次の瞬間には、僕たちは依頼所の前の広場に立っていた。依頼所に依頼終了の報告をすれば、これまでの不思議な時間が終わる。もう思い残すことはないはずが、なぜだかあと少しだけこの手を握っていたいと思えた。
「依頼終了の報告に参りました」
しかし僕の気持ちがどうであれ、もうすぐ依頼が終わることに変わりはない。彼が係の人に声をかけると、どうしたのかその人は慌てたように僕へと視線を移した。そしてじっくりと観察した後、僕に対して依頼内容についての確認を始めた。

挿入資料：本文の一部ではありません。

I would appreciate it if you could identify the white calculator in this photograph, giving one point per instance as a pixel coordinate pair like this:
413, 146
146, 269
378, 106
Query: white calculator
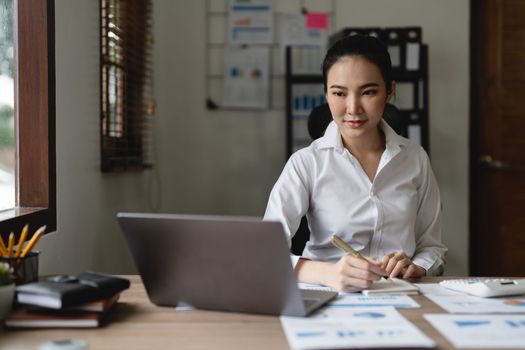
486, 287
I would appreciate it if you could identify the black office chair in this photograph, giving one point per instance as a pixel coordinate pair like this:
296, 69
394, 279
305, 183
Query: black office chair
318, 121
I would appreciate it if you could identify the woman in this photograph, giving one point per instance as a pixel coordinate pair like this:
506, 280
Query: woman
361, 180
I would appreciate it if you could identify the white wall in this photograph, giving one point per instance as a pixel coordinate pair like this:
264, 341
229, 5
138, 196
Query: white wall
218, 161
87, 235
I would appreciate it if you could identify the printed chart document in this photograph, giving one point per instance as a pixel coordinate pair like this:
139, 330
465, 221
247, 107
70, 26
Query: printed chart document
481, 331
337, 328
460, 303
391, 286
350, 300
250, 22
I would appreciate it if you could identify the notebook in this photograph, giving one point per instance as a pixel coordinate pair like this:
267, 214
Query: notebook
217, 263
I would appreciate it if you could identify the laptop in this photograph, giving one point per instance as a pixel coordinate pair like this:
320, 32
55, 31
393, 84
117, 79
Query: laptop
217, 263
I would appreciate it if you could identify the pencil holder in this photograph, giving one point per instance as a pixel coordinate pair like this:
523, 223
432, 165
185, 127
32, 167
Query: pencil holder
25, 269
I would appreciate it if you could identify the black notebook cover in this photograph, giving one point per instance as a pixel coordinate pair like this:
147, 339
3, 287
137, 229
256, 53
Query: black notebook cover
87, 287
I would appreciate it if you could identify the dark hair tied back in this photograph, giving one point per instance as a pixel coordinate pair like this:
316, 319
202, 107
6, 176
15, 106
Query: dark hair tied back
368, 47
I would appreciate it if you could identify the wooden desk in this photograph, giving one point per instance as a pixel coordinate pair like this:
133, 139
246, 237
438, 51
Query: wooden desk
137, 324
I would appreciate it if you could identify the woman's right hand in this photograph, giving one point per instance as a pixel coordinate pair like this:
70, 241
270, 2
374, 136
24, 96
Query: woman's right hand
351, 274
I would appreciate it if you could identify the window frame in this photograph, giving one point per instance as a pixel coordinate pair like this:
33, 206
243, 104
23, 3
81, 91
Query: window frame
34, 44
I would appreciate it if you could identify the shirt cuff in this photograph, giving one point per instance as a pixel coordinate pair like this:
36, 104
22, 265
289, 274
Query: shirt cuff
433, 268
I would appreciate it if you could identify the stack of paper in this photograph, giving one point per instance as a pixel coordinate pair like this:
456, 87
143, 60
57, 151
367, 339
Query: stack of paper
334, 328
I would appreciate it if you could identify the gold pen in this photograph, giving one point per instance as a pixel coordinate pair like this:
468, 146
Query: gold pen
21, 241
339, 243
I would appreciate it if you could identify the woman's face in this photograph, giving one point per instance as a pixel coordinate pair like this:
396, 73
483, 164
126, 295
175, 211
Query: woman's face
356, 94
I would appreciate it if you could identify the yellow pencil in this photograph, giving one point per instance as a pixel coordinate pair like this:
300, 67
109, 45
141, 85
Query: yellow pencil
21, 241
3, 248
10, 244
33, 241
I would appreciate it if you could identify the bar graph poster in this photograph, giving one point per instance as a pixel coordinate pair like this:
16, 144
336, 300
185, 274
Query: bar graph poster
246, 77
250, 22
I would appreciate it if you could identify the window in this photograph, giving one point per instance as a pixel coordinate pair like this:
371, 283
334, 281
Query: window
34, 115
126, 102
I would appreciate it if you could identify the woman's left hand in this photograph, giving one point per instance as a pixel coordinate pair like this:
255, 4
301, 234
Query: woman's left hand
399, 264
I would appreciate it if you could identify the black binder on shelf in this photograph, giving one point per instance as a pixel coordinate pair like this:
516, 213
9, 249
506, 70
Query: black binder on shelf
410, 70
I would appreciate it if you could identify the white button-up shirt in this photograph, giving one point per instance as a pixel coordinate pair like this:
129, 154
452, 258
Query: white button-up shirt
399, 211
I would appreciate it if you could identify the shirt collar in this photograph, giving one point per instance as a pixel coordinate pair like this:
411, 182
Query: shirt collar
332, 138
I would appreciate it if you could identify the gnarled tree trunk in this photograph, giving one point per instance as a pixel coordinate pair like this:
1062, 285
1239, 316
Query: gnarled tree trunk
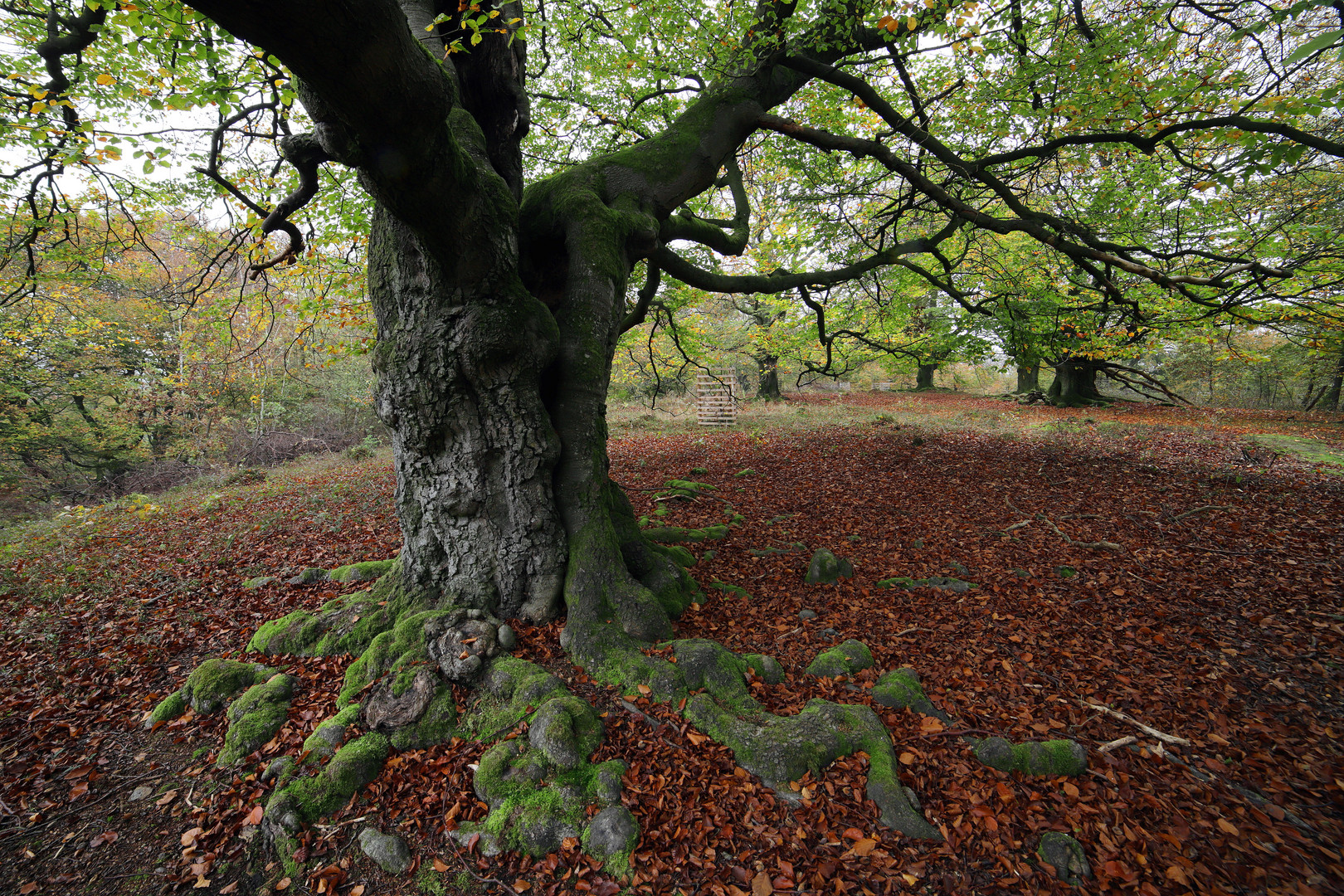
1075, 384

「では今回の依頼について、合意のもと行われたということで間違いないないですね」
「はい」
今度は僕も戸惑わなかった。その返事を聞いた係の人は満足したように笑って、そして男の人に向かって何やら話し始めた。どうやら僕の同意を確認することも、依頼所の許可を得ることもなく依頼を進めてしまったがために注意を受けているようだった。
「今回が初めてのことですし、合意も確認できたのでこれ以上は言いませんが、次からは正しい手順を踏んで依頼を行ってください」
「気をつけます」
男の人は申し訳なさそうに眉尻を下げた。
「それではこれで依頼終了となります」
「ありがとうございました」
係の人への報告を終えて、彼は一つため息をついた。僕のせいで彼はすっかり疲れてしまったようだった。
「扉まで送りましょう」
そうして伸ばされた彼の手に関して、僕は首を横に振った。もう依頼は終わったのだから、これ以上優しくしてもらう理由はない。彼の負担になるわけにはいかない。
「ありがとうございました」
お礼だけ伝えて、僕はそそくさとその場から逃げ出した。振り返ることなく、人の波に飲み込まれる。